Just In Time production runs into the an economic slowdown.
This week the Wall Street Journal ran a fascinating article exploring Toyota Motor Corp.’s response to the supply chain shortages that have been aggravated by the Covid-19 pandemic.
You know the score: Automakers are having trouble keeping their production lines running because they’re running out of necessary parts, like the semiconductor chips that make all the electronics in your car go. But they’re also running short on things like resin, which goes into all sorts of things in your car. That stuff comes out of a Texas refinery — and thanks to that state-stopping winter storm in February, there’s been a big hiccup in production.
Suffice to say, automakers are having to scramble. “It’s shocking to me how much I’ve learned about the supply base,” the CEO of Ford Motor Company said at an industry event.

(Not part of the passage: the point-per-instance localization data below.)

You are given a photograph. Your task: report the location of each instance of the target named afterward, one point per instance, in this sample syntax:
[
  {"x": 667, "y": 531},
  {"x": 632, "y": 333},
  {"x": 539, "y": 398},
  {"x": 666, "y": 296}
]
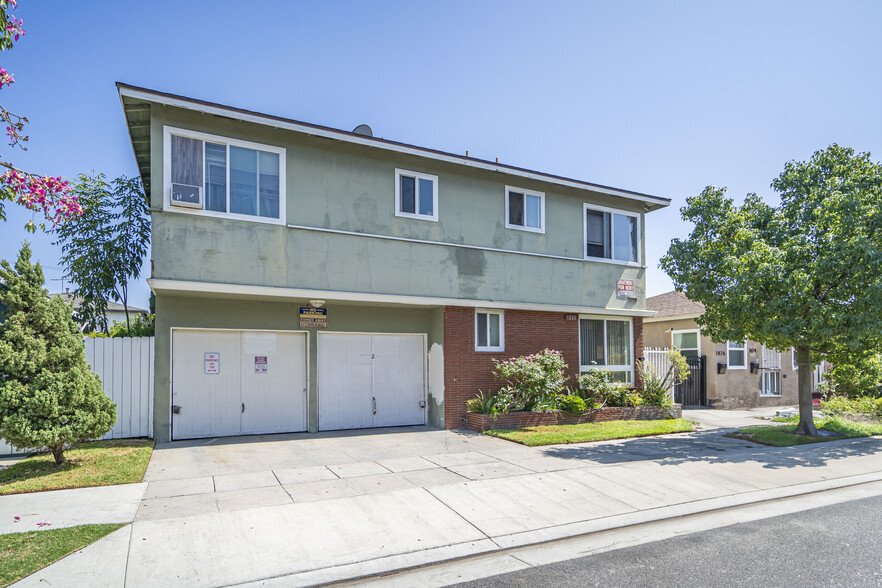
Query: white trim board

That quote was kinda eyebrow-raising for me at first: How could these enormous manufacturing companies not know the details of their supply chain when an input seemingly innocuous as resin can prove so crucial to your finished product?

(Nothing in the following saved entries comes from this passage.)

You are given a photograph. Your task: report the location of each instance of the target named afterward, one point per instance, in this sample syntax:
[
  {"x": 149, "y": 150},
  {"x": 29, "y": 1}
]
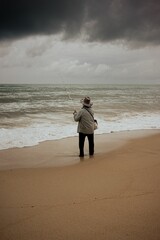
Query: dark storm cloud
[{"x": 99, "y": 20}]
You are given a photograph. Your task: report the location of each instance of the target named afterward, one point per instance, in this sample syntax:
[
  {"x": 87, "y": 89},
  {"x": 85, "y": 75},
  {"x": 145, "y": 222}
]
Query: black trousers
[{"x": 82, "y": 137}]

But then again, that’s now how auto manufacturing has happened for decades. It’s heavily shaped by just-in-time production principles, which are at the core of the Toyota Production System (TPS) – the famous philosophy pioneered by that Japanese company starting in the 1950s.
I’m greatly simplifying it, of course, but at its essence TPS teaches manufacturers to keep zero inventory on hand in order to free up your cash and focus on efficiency. Buy only the inputs you need at the moment and bring in more only as you need them. Here’s a great explainer video from Bloomberg:
Pretty interesting! However: This video was produced before a global health crisis and a decade of natural disasters made immediate and reliable access to those inputs a lot more of a crapshoot.
Suppliers are now responding to the squeeze – like chipmaker Intel, which is pouring money into foundry investments in New Mexico and Arizona to supply the American market. And automakers themselves are responding and trying to stockpile necessities. The Journal notes that Toyota itself is requiring some of its suppliers to stockpile parts for months in advance, which isn’t exactly a TPS principle. And the article also points out that Tesla is investing in raw material production so it’ll be able to rely on a supply of batteries for its electric cars.
That’s not yet like Ford mining its own iron a century ago, but the supply chain crunches are clearly causing the pendulum to swing away from just-in-time absolutism. It will be interesting to see what effect this has on the relocation of manufacturing activity into the United States.